Sungguh tak bisa dipercaya. Berhadapan dengan jiwa yang familiar bersemayam dalam wujud yang sama sekali asing, Cheng Jinyan mendapati dirinya kehilangan kata-kata karena keterkejutannya.

Setelah jeda yang cukup lama, seolah berbicara kepada dirinya sendiri, dia bergumam: “Saya seorang materialis sejati.”

Qiao Ying: “Aku tahu. Tapi keyakinanmu akan segera runtuh.”

Cheng Jinyan terkekeh setelah terdiam sejenak. “Kalau begitu biarkan mereka menabrak—asalkan kau masih hidup.”

Qiao Ying: “Panggil aku Qiao Ying.”

Cheng Jinyan: “Qiao Ying… itu mirip dengan namamu.”

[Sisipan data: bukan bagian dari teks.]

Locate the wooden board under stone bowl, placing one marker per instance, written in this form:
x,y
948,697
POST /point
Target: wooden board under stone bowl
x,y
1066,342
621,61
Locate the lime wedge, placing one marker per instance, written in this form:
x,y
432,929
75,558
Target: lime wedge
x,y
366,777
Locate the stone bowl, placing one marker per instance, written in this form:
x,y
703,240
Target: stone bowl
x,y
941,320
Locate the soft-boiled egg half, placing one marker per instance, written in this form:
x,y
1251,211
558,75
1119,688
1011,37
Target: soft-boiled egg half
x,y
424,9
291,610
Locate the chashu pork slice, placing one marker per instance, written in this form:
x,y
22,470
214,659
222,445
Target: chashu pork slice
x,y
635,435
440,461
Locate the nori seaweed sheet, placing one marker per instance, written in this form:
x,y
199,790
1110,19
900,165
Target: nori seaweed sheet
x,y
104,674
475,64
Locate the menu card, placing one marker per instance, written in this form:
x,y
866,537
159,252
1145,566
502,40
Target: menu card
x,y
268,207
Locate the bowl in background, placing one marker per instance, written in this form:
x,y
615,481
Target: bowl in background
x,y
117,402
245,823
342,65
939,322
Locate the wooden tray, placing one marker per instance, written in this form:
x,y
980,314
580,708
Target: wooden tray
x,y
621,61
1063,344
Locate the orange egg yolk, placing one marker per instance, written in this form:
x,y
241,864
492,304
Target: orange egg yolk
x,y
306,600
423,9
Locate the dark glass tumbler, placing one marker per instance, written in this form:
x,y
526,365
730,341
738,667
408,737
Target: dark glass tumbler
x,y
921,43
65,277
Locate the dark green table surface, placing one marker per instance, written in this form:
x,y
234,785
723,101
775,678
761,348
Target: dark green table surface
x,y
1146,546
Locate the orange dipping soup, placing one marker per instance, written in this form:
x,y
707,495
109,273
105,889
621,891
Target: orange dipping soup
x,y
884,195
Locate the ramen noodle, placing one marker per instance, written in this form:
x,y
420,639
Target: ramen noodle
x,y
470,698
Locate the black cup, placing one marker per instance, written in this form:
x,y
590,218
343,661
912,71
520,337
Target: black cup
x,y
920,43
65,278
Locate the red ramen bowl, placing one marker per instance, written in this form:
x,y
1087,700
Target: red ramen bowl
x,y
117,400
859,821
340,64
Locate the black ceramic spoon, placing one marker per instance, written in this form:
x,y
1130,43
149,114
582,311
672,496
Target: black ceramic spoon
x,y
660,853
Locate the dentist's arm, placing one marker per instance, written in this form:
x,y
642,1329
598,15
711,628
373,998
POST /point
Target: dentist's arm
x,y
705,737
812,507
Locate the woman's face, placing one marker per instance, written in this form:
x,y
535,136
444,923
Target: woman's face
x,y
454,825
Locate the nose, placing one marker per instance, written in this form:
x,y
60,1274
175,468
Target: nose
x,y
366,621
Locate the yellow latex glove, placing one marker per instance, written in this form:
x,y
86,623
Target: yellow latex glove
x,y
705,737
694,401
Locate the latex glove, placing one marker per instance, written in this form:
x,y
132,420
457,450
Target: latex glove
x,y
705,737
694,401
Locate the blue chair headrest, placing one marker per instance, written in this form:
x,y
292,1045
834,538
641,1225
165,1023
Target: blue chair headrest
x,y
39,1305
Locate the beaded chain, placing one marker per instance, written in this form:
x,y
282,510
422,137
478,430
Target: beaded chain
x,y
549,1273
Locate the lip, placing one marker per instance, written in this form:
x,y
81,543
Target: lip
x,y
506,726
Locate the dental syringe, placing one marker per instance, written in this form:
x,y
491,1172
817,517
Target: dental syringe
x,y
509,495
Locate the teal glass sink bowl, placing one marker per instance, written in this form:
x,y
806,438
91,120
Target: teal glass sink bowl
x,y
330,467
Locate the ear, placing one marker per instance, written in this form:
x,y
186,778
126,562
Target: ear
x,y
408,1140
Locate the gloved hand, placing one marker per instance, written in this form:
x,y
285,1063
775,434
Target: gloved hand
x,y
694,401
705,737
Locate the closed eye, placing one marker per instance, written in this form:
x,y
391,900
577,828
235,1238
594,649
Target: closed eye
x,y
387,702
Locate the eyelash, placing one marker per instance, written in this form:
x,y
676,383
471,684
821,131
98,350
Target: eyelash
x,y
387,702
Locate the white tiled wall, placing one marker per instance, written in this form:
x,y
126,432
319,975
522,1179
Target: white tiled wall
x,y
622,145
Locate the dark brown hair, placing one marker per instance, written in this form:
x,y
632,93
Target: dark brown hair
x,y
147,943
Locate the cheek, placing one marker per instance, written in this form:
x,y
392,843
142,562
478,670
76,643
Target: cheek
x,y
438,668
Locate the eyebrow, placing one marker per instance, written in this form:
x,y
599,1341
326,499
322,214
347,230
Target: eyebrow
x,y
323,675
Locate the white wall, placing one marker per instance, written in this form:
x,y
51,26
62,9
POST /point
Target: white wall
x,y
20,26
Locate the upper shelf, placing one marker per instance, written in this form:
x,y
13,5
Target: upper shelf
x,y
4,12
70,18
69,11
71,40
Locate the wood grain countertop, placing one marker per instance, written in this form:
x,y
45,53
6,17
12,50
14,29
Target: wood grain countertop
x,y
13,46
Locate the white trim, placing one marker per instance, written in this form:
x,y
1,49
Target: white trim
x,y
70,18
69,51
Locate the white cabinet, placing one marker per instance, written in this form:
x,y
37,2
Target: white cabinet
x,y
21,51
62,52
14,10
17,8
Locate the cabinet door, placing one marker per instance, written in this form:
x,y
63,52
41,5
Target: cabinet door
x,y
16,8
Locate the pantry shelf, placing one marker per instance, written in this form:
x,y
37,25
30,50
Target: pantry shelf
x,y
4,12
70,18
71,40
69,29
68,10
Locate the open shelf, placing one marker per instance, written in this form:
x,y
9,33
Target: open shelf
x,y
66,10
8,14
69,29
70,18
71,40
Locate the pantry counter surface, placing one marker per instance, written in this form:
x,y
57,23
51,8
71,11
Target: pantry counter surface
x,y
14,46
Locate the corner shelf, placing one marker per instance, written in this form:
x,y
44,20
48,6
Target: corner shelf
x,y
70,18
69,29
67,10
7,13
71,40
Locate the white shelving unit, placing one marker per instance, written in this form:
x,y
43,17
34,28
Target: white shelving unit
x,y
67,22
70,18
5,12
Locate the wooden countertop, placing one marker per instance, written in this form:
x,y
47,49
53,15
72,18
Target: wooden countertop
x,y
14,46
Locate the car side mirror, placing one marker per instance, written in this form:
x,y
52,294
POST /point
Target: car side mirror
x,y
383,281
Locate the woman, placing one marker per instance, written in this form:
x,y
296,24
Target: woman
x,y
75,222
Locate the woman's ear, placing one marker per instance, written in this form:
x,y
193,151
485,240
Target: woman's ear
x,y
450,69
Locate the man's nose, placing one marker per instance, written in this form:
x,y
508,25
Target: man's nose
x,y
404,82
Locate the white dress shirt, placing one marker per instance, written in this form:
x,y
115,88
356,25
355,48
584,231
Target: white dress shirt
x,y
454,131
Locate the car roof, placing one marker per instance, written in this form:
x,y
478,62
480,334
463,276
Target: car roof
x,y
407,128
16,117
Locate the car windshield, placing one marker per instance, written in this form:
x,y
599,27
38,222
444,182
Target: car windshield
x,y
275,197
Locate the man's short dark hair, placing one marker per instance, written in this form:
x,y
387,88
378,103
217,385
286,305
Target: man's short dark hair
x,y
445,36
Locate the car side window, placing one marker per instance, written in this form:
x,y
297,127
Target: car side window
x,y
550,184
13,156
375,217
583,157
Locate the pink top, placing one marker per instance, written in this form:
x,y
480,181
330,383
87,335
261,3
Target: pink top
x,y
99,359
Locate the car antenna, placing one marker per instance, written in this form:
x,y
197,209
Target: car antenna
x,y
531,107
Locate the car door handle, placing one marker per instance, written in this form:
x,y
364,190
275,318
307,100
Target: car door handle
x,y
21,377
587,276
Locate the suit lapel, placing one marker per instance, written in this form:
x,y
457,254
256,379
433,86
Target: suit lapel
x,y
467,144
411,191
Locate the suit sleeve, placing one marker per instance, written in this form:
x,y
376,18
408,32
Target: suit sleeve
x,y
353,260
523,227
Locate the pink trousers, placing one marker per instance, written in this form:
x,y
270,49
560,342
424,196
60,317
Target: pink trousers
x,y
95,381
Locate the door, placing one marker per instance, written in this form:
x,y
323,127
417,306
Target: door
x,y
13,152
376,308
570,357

Lalu dia melontarkan pertanyaan yang ada di benaknya, “Lalu apa yang terjadi pada Qiao Ying yang sebenarnya?”

Qiao Ying: “Pada hari aku meninggal, dia jatuh dari tangga dan juga tewas. Mungkin takdir memang menghendaki kita bertukar tempat.”

Cheng Jinyan mengangguk, berusaha menahan kegelisahannya. Menatap gadis itu untuk terakhir kalinya, dia membuka tangannya. “Mau dipeluk? Kemarilah.”

Qiao Ying tersenyum dan langsung memeluknya.